Would this be an error? The answer is complicated. But tax-sheltered corporate health care is unfair and wasteful. People at small companies and temporary or unskilled workers often get no coverage. Meanwhile, privileged workers get coverage that's over-fancy because it is subsidized by taxpayers and doubly wasteful because it separates the decision to spend money from the responsibility for paying. So long as the bill is on the company, the doctors and patients who make medical choices have no incentive to constrain spending.
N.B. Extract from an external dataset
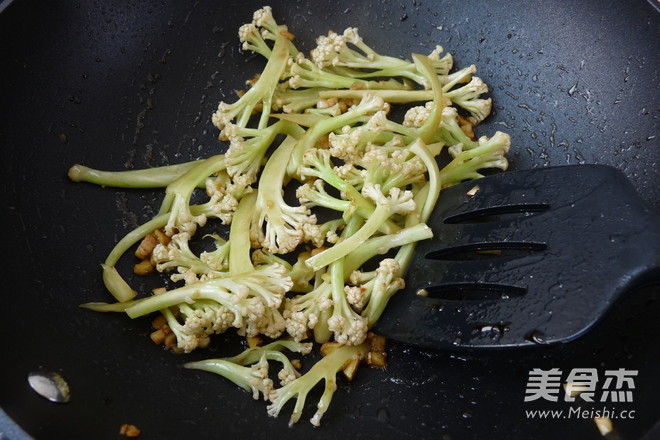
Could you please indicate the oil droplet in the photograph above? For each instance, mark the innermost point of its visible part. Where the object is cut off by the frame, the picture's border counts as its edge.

Individual purchasing of health coverage would create an incentive to shop wisely for insurance, especially if the shoppers used after-tax dollars. But the individual insurance market would have to be regulated firmly. In a free market, insurers would not be doing their jobs if they didn't charge risky patients extra; and risk factors could include class, race and genetic data. Risky customers would be charged not just a bit more but many times more, because some 80 percent of the nation's health costs are generated by 20 percent of patients. In a free market, in other words, the sick, the poor and the genetically unfortunate could not afford insurance.
Before it proceeds any further with its trial balloon, the Bush team better emphasize that the market for individual health insurance would have to be regulated into providing socially acceptable results. There would have to be rules on which risk factors insurers could consider (smoking yes, race no, and so on); and insurers might have to be subsidized to take on patients with preexisting conditions. None of this would be simple. But corporations are clumsy anchors of health and retirement systems and are in any case withdrawing from this function. Other options could work better, provided they are done right.